Largely unknown today, Clements wrote and illustrated a two volume piece of work (he had intended to produce a third volume but never finished it). His subscribers included high profile local businessmen of the day.

This project is a labour of love for Yvonne who hopes the people of Nottingham (and beyond) will get to know Clements, a fellow citizen, albeit one that died almost a hundred years ago.
Twitter: @yvonnewright29
 
 

Saturday, 16 May 2015

In Review, The Spice Box Letters by Eve Makis

Reviewed, The Spice Box Letters by Eve Makis

Fans of Victoria Hislop’s prose or Khaled Hosseini’s storytelling will love The Spice Box Letters, for Eve Makis’s latest novel is remarkable. It deserves to be an international bestseller and I have no doubt it will pick up an award or three. Beautifully written with inventive structure, compelling characters, historical horrors and natural humour, it’s a rich feast.


During the First World War the Armenian population of the Ottoman Empire were subjected to holocaust. This ‘Armenian Genocide’ of massacre, torture, abduction, rape and starvation, resulted in much of the Armenian population being deported. Mariam was one such exile, separated from her beloved brother, and, later, her first love. After Mariam dies, her granddaughter Katerina inherits a wooden spice box containing letters and a journal. Having these translated, Katerina learns of Mariam’s childhood and, in making her own journey, discovers her family’s tragic backstory. Katerina (present) and Mariam (past) are both joined by the book’s best character, Gabriel (great uncle/brother), who doesn’t take centre stage until well into the novel.

The many settings, partly defined by their cuisine, are vividly depicted and the family superbly represent this often neglected period of history (and location). It’s an engaging read that takes risks with its structure. The novel is a spice box of secrets, lined with emotion, and full of a history that rests on love. Outside the box is a present of hope, romance, and, in the case of Gabriel and his immediate family, dark and full humour.

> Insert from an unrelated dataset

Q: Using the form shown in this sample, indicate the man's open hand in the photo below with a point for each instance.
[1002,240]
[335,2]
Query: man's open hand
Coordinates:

If Nottinghamshire’s authors had a league table, Makis would now be in the Champions League places. The switching viewpoints, time periods and setting work perfectly. It’s easy to keep up with all the love and loss.

We would not be here without our ancestors and in knowing our past, and taking pride in one’s heritage, we can learn to respect other cultures. All this whilst understanding the value of family, blood or adopted, and that it must follow new directions. Prepare to cry.